O ambiente político a partir de 5 de Outubro de 1910 inspirado por valores da Revolução Francesa oferecia agora uma maior liberdade e um contexto propício para a luta por direitos que até então tinham sido abafados pela Igreja e pela Monarquia.

A republicana Dr.ª Carolina Beatriz Ângelo, tornou-se neste ambiente uma defensora de causas nobres pela liberdade e pela igualdade. Pode-se bem imaginar o esforço acrescido de uma mulher em conseguir não só uma licenciatura em medicina e primeira cirurgiã portuguesa (3), constituindo uma das profissões masculinas da altura, como também pela luta de direitos numa época em que as mulheres não tinham voz.
É assim neste contexto em que vivia Carolina Beatriz que fez despertar a sociedade em que vivia nos seus primeiros passos de República para a Liberdade, Igualdade e Fraternidade, não fosse ela Maçom adoptada pela Loja Humanidade.
Neste ambiente político ou social conturbado desta época, importa exactamente referir que a Carolina é uma excepção deste ambiente e fora do seu tempo histórico. E isto porque ao lutar pelo direito ao voto das mulheres não o fez somente pela luta por um direito como também contra um preconceito. Possivelmente hoje lutaria pelos direitos dos homossexuais à igualdade por exemplo. E porque não, lutar também, por uma voz mais expressiva da Maçonaria.
Importa agora referir na sua vida curta, alucinante e activa, alguns momentos de luta e de conquista, numa altura em que a VOZ da mulher não se ouvia. Numa época em que as mulheres tinham poucas oportunidades e eram tratadas como objectos.

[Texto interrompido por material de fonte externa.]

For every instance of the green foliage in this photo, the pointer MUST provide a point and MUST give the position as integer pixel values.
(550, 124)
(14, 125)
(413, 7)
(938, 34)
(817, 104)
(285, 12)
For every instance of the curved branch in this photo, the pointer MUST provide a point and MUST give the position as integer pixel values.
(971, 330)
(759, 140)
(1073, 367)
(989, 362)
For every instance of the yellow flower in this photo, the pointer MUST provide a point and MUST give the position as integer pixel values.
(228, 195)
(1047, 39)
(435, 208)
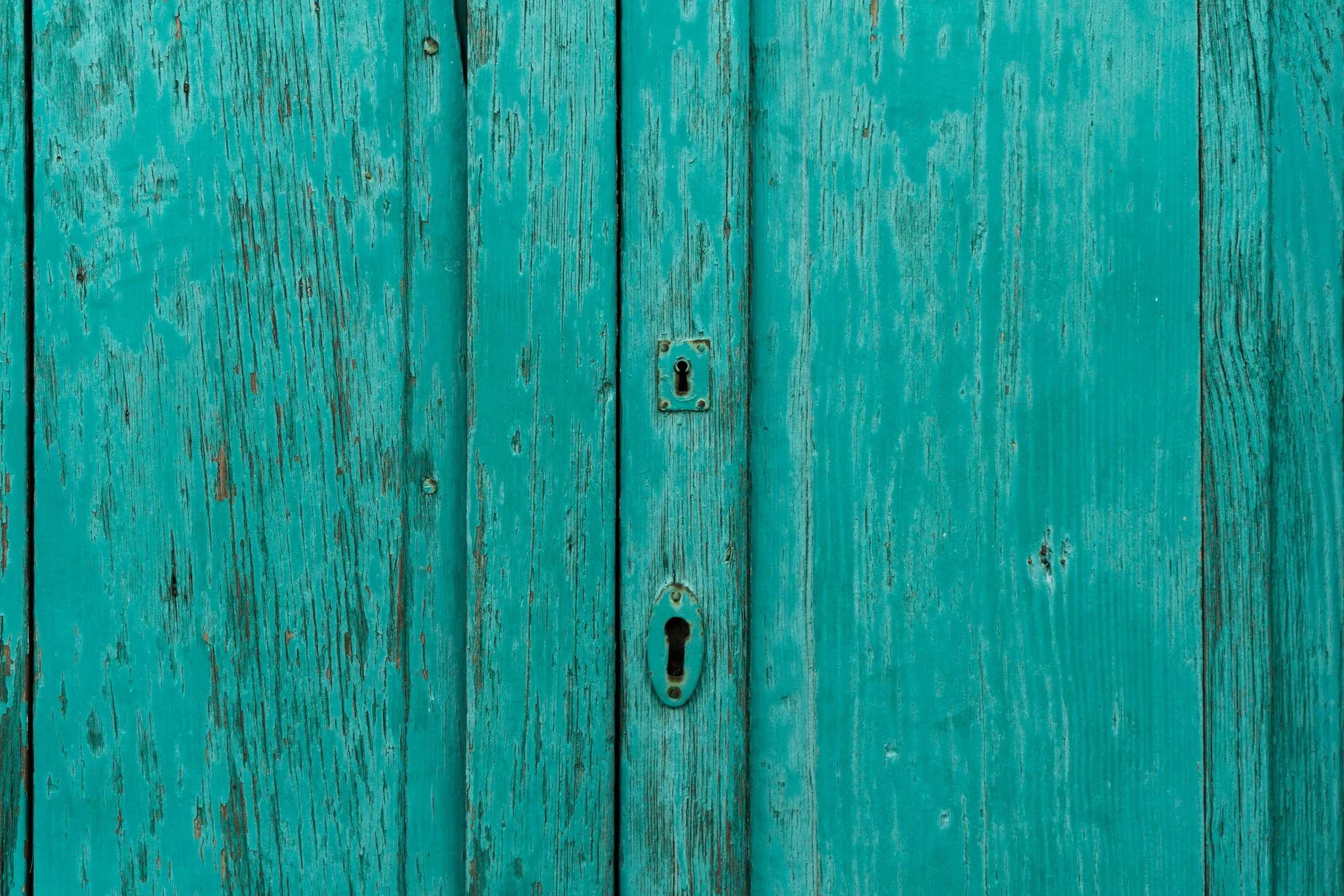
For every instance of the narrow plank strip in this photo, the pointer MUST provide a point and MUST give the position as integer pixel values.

De facto pertencia a um grupo necessariamente minoritário não no sentido numérico mas no sentido do sexo fraco com menores direitos e deveres na sociedade.
Desta actividade podemos aferir que Carolina Beatriz lutou pela liberdade e defesa dos direitos de todas as pessoas: à educação, mas sobretudo pela igualdade entre o homem e a mulher pelos direitos e deveres iguais para ambos os sexos.
Esta actividade que Carolina conseguiu conciliar com a sua carreira médica e com sucesso, para mim o que mais se destaca foi o fato de ter conseguido o direito a voto, sendo esse direito retirado logo depois e que só veio a recuperar-se em condições de igualdade mais de 60 anos depois.

Vale a pena ler o seu requerimento efectuado no dia 4 de Abril de 1911 com o seu pedido de inclusão nos cadernos eleitorais na Comissão de Recenseamento. As suas alegações foram remetidas para o ministro do Interior, António José de Almeida, responsável pela legislação eleitoral:
“Carolina que enviuvou cedo, essencialmente justificava no seu requerimento os seguintes requisitos previstos na lei:”
(…) Não só sabe ler e escrever, mas é chefe de família, vivendo nessa qualidade com uma filha menor, a cujo sustento e educação prevê com o seu trabalho profissional, bem como aos demais encargos domésticos (…)”
- Em sequência de indeferimento, apresentou recurso, entregue em 24 de Abril de 1911 no Tribunal da Boa-Hora e invocava quer o decreto, com força de lei, de 14 de Março de 1911, quer artigos do Código Civil.” .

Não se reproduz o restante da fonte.